However, my letters were in vain. Miss McCraline could see no other way than that if I cared for her I'd come and marry her at home, which she contended was no more than right and would look much better. I sighed wearily over it all and began to suspect I was "in the right church, but in the wrong pew."


CHAPTER XXXV

AN UNCROWNED KING

TOWARD spring the snow melted and with gum boots I plunged into the cold, wet corn field and began gathering the corn. It was nasty, cold work. The damp earth sent cold chills up through my limbs and as a result I was ill, and could do nothing for a week or more. In desperation I wrote the Reverend and being a man, I hoped he'd understand. I told him of my sickness and the circumstances, of Orlean's claim and of my crops to be put in. It was then April and soon the oats, wheat and barley should be seeded. It was a business letter altogether, but I never heard from him, and later learned that he had read only a part of the letter.

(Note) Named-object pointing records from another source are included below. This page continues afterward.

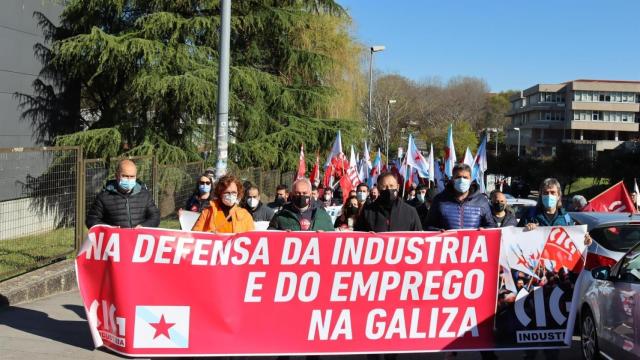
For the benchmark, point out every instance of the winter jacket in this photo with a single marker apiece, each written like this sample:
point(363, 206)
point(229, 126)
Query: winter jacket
point(447, 213)
point(111, 207)
point(509, 219)
point(536, 216)
point(261, 212)
point(400, 217)
point(241, 220)
point(289, 219)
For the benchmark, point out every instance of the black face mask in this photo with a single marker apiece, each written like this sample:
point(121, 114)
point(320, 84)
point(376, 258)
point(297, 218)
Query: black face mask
point(387, 197)
point(498, 207)
point(351, 210)
point(301, 201)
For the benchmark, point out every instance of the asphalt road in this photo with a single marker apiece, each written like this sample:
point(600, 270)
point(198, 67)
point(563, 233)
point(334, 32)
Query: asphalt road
point(55, 328)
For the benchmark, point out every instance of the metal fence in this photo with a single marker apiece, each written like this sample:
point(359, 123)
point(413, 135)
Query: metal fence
point(45, 194)
point(38, 207)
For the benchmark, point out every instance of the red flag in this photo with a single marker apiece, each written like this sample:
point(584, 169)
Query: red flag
point(348, 183)
point(314, 177)
point(328, 174)
point(562, 251)
point(614, 199)
point(302, 167)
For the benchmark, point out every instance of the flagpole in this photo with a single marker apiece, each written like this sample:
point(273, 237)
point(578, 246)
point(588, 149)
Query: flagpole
point(404, 182)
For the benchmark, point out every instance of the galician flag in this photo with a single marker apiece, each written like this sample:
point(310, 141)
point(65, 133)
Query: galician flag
point(468, 157)
point(364, 169)
point(376, 169)
point(449, 153)
point(416, 160)
point(480, 165)
point(432, 165)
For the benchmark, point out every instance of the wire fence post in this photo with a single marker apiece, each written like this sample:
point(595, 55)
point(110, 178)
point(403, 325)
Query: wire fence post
point(80, 205)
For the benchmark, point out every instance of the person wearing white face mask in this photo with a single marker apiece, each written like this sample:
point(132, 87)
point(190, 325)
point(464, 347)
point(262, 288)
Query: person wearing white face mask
point(201, 196)
point(548, 212)
point(255, 207)
point(362, 194)
point(422, 203)
point(461, 205)
point(223, 215)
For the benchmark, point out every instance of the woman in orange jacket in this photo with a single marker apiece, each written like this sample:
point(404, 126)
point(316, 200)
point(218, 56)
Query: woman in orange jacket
point(224, 215)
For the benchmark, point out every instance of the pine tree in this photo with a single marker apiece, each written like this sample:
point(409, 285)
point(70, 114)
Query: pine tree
point(147, 69)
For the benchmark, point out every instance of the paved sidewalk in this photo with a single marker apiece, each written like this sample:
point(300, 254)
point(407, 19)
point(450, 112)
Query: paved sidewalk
point(55, 328)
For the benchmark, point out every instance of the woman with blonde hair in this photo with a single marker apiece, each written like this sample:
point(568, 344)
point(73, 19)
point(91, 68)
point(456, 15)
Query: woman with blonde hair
point(224, 215)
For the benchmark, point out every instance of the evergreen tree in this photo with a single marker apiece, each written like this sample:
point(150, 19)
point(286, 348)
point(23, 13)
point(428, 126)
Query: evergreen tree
point(147, 70)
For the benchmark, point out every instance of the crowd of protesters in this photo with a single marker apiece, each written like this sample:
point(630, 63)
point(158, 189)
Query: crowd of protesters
point(229, 206)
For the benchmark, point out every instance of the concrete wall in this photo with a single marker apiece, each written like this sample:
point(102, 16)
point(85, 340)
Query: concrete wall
point(19, 32)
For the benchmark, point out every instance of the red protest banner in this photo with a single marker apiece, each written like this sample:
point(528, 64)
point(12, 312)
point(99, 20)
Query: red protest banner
point(160, 292)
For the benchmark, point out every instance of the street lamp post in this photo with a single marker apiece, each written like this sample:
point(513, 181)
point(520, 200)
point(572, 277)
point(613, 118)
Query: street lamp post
point(387, 132)
point(518, 130)
point(373, 49)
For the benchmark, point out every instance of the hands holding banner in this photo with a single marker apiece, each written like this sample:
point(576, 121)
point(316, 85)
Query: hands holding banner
point(262, 293)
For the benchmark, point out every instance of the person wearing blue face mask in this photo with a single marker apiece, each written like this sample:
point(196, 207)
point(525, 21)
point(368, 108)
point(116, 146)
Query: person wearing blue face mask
point(124, 202)
point(461, 205)
point(548, 212)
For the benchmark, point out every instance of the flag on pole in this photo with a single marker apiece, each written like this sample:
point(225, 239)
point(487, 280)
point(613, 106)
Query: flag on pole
point(335, 164)
point(350, 181)
point(302, 167)
point(468, 157)
point(314, 177)
point(376, 169)
point(439, 178)
point(415, 159)
point(336, 149)
point(614, 199)
point(449, 153)
point(635, 190)
point(353, 161)
point(364, 170)
point(432, 165)
point(479, 166)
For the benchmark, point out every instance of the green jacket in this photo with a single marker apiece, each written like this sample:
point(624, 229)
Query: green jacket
point(288, 219)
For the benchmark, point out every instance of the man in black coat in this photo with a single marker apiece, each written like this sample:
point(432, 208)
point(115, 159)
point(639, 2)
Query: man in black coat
point(389, 212)
point(124, 202)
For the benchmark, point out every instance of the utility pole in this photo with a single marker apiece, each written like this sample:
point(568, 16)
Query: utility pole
point(222, 135)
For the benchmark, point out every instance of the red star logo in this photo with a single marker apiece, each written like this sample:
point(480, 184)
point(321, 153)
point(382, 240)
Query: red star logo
point(523, 261)
point(162, 328)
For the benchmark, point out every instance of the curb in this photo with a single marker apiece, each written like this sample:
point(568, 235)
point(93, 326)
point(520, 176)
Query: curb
point(49, 280)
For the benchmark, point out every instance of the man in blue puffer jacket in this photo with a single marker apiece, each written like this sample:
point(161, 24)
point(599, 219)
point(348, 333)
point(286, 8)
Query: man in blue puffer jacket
point(461, 205)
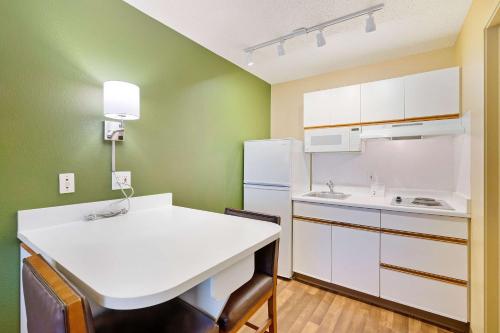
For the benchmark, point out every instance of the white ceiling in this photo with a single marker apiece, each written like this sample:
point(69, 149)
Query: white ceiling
point(226, 27)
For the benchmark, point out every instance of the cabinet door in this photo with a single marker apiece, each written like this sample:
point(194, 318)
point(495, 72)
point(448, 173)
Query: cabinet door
point(312, 249)
point(382, 100)
point(337, 106)
point(432, 93)
point(317, 108)
point(345, 105)
point(355, 259)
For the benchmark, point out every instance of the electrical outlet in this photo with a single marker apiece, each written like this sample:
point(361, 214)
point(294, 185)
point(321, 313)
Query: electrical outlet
point(66, 183)
point(121, 180)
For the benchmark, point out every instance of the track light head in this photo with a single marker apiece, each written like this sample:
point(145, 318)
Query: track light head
point(250, 58)
point(370, 23)
point(281, 48)
point(320, 38)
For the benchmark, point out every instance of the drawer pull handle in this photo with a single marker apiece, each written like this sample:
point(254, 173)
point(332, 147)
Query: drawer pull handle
point(338, 224)
point(425, 236)
point(432, 276)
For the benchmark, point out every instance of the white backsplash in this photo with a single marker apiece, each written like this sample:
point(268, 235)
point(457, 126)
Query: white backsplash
point(435, 163)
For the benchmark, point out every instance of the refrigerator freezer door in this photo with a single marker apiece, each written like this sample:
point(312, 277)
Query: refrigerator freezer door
point(267, 162)
point(274, 201)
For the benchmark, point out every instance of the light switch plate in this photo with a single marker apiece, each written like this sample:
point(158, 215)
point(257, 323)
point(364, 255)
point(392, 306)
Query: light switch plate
point(123, 178)
point(66, 183)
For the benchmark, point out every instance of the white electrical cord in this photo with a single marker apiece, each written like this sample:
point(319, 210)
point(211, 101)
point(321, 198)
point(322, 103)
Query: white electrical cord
point(112, 213)
point(122, 211)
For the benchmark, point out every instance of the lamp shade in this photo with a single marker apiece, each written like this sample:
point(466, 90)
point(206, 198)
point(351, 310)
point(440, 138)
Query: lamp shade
point(121, 100)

While in Chicago, one evening I had called at the house and found the household in a ferment of excitement, with everyone saying nothing and apparently trying to look as small and scarced as possible, while in their midst, standing like a jungle king and in a plaided bathrobe, the Reverend was pouring a storm of abuse upon his wife and shouting orders while the wife was trotting to and fro like a frightened lamb, protesting weakly. The way he was storming at her made me feel ashamed but after listening to his tirade for some fifteen minutes I was angry enough to knock him down then and there. He reminded me more of a brute than a pious minister. When he had finally exhausted himself he turned without speaking to me and strode up the stairs, head reared back and carrying himself like a brave soldier returning from war. I wondered then how long it would be before I would be commanded as she had been. Shortly afterward I could hardly control the impulse to take her in my arms and comfort her. She was crying quietly and looked so pitiful. I was told she had been treated in a like manner off and on for thirty years.

As stated, I did not hear from the Reverend and when I wrote to Orlean I implied that I did not think her father much of a business man. Perhaps this was wrong, at least when I received another letter from her it contained the receipt for the payment on the claim, and the single sheet of paper comprising the letter conveyed the intelligence that since she thought it best not to marry me she was forwarding the receipt with thanks for my kindness and hopes for future success. I received the letter on Friday. Saturday night I went into Megory and took the early Sunday morning train bound for Chicago and to marry her, and while I did not think she had treated me just right I would not allow a matter of a trip to Chicago to stand in the way of our marriage. I had an idea her father was indirectly responsible. He and I were much unlike and disagreed in our discussions concerning the so-called negro problem, and in almost every other discussion in which we had engaged.

Arriving in Omaha I sent a telegram to Orlean asking her not to go to work that day, as I would be in Chicago in the morning. At the depot I called up the house and Claves answered the phone and was very impertinent, but before he said much Orlean took the receiver and without much welcome started to tell me about the criticisms of her father in my letters.